Re: Resolving deltas dominates clone time

Jeff King <peff@xxxxxxxx> · Mon, 22 Apr 2019 11:57:16 -0400

On Sat, Apr 20, 2019 at 09:59:12AM +0200, Ævar Arnfjörð Bjarmason wrote:

> > If you don't mind losing the collision-detection, using openssl's sha1
> > might help. The delta resolution should be threaded, too. So in _theory_
> > you're using 66 minutes of CPU time, but that should only take 1-2
> > minutes on your 56-core machine. I don't know at what point you'd run
> > into lock contention, though. The locking there is quite coarse.
> 
> There's also my (been meaning to re-roll)
> https://public-inbox.org/git/20181113201910.11518-1-avarab@xxxxxxxxx/
> *that* part of the SHA-1 checking is part of what's going on here. It'll
> help a *tiny* bit, but of course is part of the "trust remote" risk
> management...

I think we're talking about two different collision detections, and your
patch wouldn't help at all here.

Your patch is optionally removing the "woah, we got an object with a
duplicate sha1, let's check that the bytes are the same in both copies"
check. But Martin's problem is a clone, so we wouldn't have any existing
objects to duplicate in the first place.

The problem in his case is literally just that the actual SHA-1 is
expensive, and that can be helped by using the optimized openssl
implementation rather than the sha1dc (which checks not collisions with
objects we _have_, but evidence of somebody trying to exploit weaknesses
in sha1).

One thing we could do to make that easier is a run-time flag to switch
between sha1dc and a faster implementation (either openssl or blk_sha1,
depending on the build). That would let you flip the "trust" bit per
operation, rather than having it baked into your build.
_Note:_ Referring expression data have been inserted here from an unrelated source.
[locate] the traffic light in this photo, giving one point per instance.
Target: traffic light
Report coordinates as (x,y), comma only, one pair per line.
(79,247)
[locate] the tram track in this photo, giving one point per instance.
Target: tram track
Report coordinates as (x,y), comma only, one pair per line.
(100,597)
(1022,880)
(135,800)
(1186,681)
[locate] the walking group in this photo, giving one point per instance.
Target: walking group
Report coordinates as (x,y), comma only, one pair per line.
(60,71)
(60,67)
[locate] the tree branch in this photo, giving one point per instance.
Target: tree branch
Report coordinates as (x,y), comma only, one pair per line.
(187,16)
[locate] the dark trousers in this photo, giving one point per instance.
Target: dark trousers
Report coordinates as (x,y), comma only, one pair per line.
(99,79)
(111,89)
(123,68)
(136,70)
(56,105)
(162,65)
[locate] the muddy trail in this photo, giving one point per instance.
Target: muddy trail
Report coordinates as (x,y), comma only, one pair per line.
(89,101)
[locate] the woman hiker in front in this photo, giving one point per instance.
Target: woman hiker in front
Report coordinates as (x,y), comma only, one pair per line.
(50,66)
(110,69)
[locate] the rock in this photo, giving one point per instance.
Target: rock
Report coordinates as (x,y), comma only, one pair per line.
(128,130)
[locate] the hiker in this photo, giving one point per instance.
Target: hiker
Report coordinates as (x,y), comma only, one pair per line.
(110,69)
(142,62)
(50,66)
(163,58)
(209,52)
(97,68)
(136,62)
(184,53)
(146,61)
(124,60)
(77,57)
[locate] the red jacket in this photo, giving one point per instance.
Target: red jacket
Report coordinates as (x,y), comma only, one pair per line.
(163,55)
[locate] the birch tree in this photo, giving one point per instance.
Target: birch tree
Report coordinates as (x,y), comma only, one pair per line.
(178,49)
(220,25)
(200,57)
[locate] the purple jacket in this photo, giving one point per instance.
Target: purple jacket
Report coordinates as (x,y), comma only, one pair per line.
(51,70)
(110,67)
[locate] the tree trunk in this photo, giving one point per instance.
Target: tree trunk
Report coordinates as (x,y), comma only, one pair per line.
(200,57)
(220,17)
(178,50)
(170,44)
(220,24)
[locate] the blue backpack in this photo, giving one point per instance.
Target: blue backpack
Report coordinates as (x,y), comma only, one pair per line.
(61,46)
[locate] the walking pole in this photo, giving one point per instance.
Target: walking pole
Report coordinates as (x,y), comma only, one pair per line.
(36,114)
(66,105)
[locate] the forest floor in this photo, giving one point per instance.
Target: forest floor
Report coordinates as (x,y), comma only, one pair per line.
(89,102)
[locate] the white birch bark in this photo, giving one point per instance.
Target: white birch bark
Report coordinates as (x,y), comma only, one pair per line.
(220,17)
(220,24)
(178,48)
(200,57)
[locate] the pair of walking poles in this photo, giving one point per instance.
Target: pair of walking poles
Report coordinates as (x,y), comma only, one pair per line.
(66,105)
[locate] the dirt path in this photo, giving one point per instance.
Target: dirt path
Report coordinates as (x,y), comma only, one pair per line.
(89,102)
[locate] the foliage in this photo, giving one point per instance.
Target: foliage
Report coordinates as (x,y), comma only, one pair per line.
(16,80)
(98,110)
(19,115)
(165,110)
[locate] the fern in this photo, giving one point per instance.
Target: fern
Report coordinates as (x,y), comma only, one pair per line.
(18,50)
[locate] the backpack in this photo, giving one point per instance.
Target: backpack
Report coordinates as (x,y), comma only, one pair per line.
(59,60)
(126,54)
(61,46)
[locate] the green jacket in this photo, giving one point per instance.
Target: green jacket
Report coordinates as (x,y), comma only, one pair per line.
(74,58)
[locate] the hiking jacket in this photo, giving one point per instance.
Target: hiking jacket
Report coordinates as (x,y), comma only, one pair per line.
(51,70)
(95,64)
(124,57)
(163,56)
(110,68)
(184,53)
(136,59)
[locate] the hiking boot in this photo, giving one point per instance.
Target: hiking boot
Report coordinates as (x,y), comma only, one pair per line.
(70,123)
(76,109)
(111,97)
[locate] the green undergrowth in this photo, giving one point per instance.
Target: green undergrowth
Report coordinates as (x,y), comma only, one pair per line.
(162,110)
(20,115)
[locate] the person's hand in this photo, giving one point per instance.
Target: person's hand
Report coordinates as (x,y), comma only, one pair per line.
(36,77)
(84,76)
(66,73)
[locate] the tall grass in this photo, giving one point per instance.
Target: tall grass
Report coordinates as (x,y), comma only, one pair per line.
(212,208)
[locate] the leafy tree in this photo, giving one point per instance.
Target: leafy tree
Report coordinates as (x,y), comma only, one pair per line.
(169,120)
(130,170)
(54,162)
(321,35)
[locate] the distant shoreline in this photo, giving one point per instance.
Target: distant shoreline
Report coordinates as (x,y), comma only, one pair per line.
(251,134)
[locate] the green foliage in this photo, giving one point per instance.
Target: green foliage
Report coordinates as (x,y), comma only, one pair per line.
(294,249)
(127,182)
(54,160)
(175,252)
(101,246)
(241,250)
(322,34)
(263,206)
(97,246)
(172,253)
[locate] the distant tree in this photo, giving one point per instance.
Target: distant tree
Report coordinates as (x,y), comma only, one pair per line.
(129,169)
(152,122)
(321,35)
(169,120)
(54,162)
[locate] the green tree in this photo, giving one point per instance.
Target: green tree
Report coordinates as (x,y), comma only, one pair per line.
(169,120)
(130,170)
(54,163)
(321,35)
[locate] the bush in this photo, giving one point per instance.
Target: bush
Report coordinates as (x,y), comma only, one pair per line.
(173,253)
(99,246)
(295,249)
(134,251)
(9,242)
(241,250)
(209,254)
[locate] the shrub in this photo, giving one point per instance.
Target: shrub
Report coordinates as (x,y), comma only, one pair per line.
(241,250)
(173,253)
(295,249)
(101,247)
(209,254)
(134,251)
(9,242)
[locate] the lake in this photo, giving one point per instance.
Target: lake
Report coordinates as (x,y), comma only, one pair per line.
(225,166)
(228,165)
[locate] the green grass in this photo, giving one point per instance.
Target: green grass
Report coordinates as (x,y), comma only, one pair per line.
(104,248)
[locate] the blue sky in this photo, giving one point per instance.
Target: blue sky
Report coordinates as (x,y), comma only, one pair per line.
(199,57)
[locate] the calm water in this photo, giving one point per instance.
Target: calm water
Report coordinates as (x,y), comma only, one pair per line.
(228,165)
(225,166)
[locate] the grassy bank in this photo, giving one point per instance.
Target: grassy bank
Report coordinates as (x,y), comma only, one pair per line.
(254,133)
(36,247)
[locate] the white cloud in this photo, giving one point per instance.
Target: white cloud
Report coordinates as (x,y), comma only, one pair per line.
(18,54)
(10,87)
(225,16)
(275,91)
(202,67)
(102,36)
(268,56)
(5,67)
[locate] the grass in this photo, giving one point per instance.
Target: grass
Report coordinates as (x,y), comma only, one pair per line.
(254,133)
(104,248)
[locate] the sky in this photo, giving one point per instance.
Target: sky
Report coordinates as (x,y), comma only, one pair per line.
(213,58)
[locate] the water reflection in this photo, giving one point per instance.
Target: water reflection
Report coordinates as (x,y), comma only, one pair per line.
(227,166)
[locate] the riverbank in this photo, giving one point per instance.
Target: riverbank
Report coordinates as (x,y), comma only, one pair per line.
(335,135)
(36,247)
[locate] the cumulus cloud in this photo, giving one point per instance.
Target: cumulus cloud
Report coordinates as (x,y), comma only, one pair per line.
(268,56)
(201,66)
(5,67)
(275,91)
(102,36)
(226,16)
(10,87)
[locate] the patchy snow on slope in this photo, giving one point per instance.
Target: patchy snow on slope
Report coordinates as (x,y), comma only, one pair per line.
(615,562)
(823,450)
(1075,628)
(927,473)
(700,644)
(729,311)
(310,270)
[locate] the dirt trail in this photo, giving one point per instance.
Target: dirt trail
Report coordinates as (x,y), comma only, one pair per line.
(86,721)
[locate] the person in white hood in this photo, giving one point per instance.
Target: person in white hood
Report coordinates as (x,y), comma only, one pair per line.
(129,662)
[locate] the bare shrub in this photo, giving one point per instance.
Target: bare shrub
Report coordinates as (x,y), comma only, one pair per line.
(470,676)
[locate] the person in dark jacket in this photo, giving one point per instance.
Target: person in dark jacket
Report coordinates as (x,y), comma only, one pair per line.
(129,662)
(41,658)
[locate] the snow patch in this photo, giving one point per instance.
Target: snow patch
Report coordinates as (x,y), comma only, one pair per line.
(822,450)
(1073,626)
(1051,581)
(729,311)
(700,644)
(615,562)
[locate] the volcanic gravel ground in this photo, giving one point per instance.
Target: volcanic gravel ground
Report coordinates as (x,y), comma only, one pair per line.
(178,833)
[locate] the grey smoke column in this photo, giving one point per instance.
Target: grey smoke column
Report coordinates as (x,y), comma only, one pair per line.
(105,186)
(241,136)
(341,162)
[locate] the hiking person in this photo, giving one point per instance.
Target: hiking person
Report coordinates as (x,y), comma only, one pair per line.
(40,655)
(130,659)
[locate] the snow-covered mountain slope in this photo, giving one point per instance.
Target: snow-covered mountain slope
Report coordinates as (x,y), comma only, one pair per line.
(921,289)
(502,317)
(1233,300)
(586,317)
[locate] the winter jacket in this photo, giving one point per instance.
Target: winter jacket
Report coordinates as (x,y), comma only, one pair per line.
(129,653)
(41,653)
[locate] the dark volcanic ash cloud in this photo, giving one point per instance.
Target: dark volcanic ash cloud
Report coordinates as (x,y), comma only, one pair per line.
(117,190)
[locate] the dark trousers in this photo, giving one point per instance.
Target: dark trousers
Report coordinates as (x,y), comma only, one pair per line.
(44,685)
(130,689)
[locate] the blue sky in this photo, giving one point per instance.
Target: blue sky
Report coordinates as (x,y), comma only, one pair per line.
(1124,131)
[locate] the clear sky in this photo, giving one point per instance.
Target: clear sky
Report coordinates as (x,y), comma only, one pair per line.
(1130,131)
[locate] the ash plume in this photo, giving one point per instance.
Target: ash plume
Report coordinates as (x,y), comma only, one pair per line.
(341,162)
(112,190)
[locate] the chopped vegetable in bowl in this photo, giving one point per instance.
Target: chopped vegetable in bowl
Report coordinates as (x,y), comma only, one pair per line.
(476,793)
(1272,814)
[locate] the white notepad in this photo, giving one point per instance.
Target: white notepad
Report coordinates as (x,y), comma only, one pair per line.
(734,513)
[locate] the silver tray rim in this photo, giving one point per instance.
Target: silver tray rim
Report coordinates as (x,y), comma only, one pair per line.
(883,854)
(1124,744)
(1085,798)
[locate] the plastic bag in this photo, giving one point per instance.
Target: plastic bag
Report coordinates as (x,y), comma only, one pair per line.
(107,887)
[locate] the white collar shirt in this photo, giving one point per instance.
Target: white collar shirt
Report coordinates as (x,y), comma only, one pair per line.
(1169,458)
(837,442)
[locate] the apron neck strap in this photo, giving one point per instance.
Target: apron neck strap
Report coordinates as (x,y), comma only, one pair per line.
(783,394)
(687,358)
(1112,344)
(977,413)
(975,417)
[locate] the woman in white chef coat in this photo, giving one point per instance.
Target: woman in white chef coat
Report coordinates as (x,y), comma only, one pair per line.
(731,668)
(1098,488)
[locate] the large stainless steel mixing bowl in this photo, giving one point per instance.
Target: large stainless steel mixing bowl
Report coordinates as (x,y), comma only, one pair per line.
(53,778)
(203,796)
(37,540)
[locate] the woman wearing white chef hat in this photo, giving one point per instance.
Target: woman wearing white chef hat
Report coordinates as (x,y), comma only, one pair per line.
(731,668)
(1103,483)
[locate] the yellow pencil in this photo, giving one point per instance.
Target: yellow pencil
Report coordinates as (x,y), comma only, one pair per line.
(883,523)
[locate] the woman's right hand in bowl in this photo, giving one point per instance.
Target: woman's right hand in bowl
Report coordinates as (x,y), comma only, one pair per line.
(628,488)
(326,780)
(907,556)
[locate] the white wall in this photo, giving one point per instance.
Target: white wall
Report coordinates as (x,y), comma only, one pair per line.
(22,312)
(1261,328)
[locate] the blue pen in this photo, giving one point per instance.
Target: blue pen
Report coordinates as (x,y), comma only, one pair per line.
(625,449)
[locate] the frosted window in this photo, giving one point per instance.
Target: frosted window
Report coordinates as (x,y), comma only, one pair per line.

(Note that the oft-discussed "use a faster sha1 implementation for
checksums, but sha1dc for object hashing" idea would not help here,
because these really are object hashes whose time is dominating. We have
to checksum 8GB of raw packfile but 2TB of object data).

> I started to write:
> 
>     I wonder if there's room for some tacit client/server cooperation
>     without such a protocol change.
> 
>     E.g. the server sending over a pack constructed in such a way that
>     everything required for a checkout is at the beginning of the
>     data. Now we implicitly tend to do it mostly the other way around
>     for delta optimization purposes.
> 
>     That would allow a smart client in a hurry to index-pack it as they
>     go along, and as soon as they have enough to check out HEAD return
>     to the client, and continue the rest in the background

Interesting idea. You're not reducing the total client effort, but
you're improving latency of getting the user to a checkout. Of course
that doesn't help if they want to run "git log" as their first
operation. ;)

> But realized I was just starting to describe something like 'clone
> --depth=1' followed by a 'fetch --unshallow' in the background, except
> that would work better (if you did "just the tip" naïvely you'd get
> 'missing object' on e.g. 'git log', with that ad-hoc hack we'd need to
> write out two packs etc...).

Right, that would work. I will note one thing, though: the total time to
do a 1-depth clone followed by an unshallow is probably much higher than
doing the whole clone as one unit, for two reasons:

  1. The server won't use reachability bitmaps when serving the
     follow-up fetch (because shallowness invalidates the reachability
     data they're caching), so it will spend much more time in the
     "Counting objects" phase.

  2. The server has to throw away some deltas. Imagine version X of a
     file in the tip commit is stored as a delta against version Y in
     that commit's parent. The initial clone has to throw away the
     on-disk delta of X and send you the whole object (because you are
     not requesting Y at all). And then in the follow-up fetch, it must
     either send you Y as a base object (wasting bandwidth), or it must
     on-the-fly generate a delta from Y to X (wasting CPU).

> But at this point I'm just starting to describe some shoddy version of
> Documentation/technical/partial-clone.txt :), OTOH there's no "narrow
> clone and fleshen right away" option.

Yes. And partial-clone suffers from the problems above to an even
greater extent. ;)

> On protocol extensions: Just having a way to "wget" the corresponding
> *.idx file from the server would be great, and reduce clone times by a
> lot. There's the risk of trusting the server, but most people's use-case
> is going to be pushing right back to the same server, which'll be doing
> a full validation.

One tricky thing is that the server may be handing you a bespoke .pack
file. There is no matching ".idx" at all, neither in-memory nor on disk.
And you would not want the whole on-disk .pack/.idx pair from a site
like GitHub, where there are objects from many forks.

So in general, I think you'd need some cooperation from the server side
to ask it to generate and send the .idx that matches the .pack it is
sending you. Or even if not the .idx format itself, some stable list of
sha1s that you could use to reproduce it without hashing each
uncompressed byte yourself. This could even be stuffed into the pack
format and stripped out by the receiving index-pack (i.e., each entry is
prefixed with "and by the way, here is my sha1...").

> We could also defer that validation instead of skipping it. E.g. wget
> *.{pack,idx} followed by a 'fsck' in the background. I've sometimes
> wanted that anyway, i.e. "fsck --auto" similar to "gc --auto"
> periodically to detect repository bitflips.
> 
> Or, do some "narrow" validation of such an *.idx file right
> away. E.g. for all the trees/blobs required for the current checkout,
> and background the rest.

The "do we have all of the objects we need" is already separate from
"figure out the sha1 of each object", so I think you'd get that
naturally if you just took in an untrusted .idx (it also demonstrates
that any .idx cost is really focusing on blobs, because the "do we have
all objects" check is going to decompress every commit and tree in the
repo anyway).

-Peff